Непривычно просыпаться в кровати, где вместо Хёнсоля — мальчишка по вызову, что лежит рядом, притиснувшись к боку. Сонхва смотрит на него — даже будильник не разбудил, а самому тормошить совсем не хочется. Пускай отдыхает, тем более воспоминания о прошедшей ночи ярким обрывочным клипом отпечатываются в памяти. Несмелые касания, робкие взгляды, в которых жирным — «можно мне?». Будто не верил, что может желать, и от этого перехватывает в груди даже сейчас: казавшийся изначально напористым и наглым, Хони открывается совсем иным — уязвимым и желающим ласки. Новая грань расчерчивает изначальный образ трещинами. Понимание этого обрушивается лавиной, и Сонхва не уверен, что сможет устоять под её напором. Лучше обдумать всё после, но разве они обещали что-то друг другу? Разве его это дело — копание в чужой жизни, когда со своей так сложно и непонятно?
Он поднимается, стараясь не потревожить мальчишку. Всё же спать тянет неимоверно, но мужчина заставляет себя принять прохладный душ, сварить кофе и приготовить завтрак, причём не только для себя. Уходя, оставляет записку и ключи, прекрасно зная, что Хони их вернёт.
***
Хёнсоль молчит. Сонхва принимает это, понимая, что им обоим нужно время, чтобы привыкнуть жить отдельно друг от друга. Зато ему пишет Уён, интересуется, как там с личной жизнью и есть ли планы на ближайший месяц, особенно на воскресенье. В ответ ему обещают подумать и принять решение, а тот вновь не намекает — открытым текстом строк на сорок описывает, почему стоит приглядеться к одному очень интересному мальчику и не терзать себя. Сонхва игнорирует последнее сообщение, тем более что его вполне ожидаемо приветствует в коридоре отец и — совсем неожиданно — приглашает в гости.
— Твоя мама хочет, чтобы вы с Хёнсолем пришли к нам на выходные. Я тоже не против, да и Субон хочет поближе с ним познакомиться.

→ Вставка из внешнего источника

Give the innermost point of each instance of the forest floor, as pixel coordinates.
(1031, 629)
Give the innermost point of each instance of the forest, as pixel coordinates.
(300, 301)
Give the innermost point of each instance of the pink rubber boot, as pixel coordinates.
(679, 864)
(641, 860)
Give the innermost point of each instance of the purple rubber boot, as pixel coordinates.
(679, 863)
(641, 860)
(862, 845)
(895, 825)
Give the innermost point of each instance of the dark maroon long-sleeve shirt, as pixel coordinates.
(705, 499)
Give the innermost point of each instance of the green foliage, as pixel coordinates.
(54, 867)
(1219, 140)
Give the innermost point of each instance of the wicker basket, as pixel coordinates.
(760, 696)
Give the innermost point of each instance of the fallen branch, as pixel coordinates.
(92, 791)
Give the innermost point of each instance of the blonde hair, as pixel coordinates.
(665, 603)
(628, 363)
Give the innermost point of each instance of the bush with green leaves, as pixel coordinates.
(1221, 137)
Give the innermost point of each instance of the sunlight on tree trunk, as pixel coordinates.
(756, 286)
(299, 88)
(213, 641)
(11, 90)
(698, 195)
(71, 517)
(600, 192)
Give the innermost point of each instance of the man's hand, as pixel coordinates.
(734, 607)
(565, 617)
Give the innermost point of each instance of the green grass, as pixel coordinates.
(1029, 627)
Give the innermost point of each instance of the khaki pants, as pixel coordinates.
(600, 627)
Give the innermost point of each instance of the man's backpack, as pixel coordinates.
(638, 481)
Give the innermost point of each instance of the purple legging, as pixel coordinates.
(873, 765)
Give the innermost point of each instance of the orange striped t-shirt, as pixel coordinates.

Застигнутый врасплох Сонхва кивает, припоминая, что обещал матери вернуться. А она запомнила, и что теперь? Продолжать играть пару? А не пошлёт ли его Хони, который не обязан выполнять все прихоти клиента, пусть даже и за деньги? Ведь постель — это одно, а знакомиться под чужим именем и вести себя так, словно ты другой человек, совсем иное.
— Мы… постараемся, — выдавливает, проклиная себя за самовольство.
Отец кивает:
— Понимаю, сложно вот так сразу… мы с твоей мамой столько всего упустили, разругавшись с тобой. Но сам понимаешь, мы желали для тебя только лучшего.
— Я простил и забыл. Всё в порядке, не грузись.
И неожиданно замолкает, понимая, что это не совсем его слова. Но отец улыбается, обещая, что обязательно постарается.
Сонхва осознаёт, что Хони в его жизни становится слишком много. Но до сих пор не уверен, к лучшему ли такие перемены.
***
Над головой собираются тучи, причём не только физические: Уён капризничает, что друг игнорирует его, дуется и даже рычит, когда Сонхва звонит по дороге домой, чтобы совсем уж не расстраивать личность творческую и очень обидчивую.
— Ты меня злишь, господин Пак! Я понимаю, если бы ты был и впрямь занят, но ты же специально игнорируешь меня!
— Я и был занят. Очень сложный зуб, ещё клиент капризный.
— Как я?
— Тебя никому не превзойти, — и слышит довольный смех Уёна.
Они и познакомились несколько лет назад, когда это было ещё несносное дитя, которому теперь двадцать пять, а тогда — всего лишь восемнадцать. Только пару месяцев как переехал, знакомых было мало, и они разговорились после того, как этот несносный долбанул его ногой по бедру и поорал, потому что боялся сверлящего звука и вообще всех этих «предметов для пыток». Сетовал на то, что врач слишком молодой, что вода не такая, кабинет не тот, и вообще надо быстрее валить, пока не прирезали.
— Так вот, мы обязаны встретиться в воскресенье! У моего Санни день рождения, нам обязательно стоит отметить, а ты своего Хони приведёшь!
— Ты сговорился с моими родителями? — грустно усмехается Сонхва. — Они тоже захотели нас увидеть. Меня и… и Хёнсоля.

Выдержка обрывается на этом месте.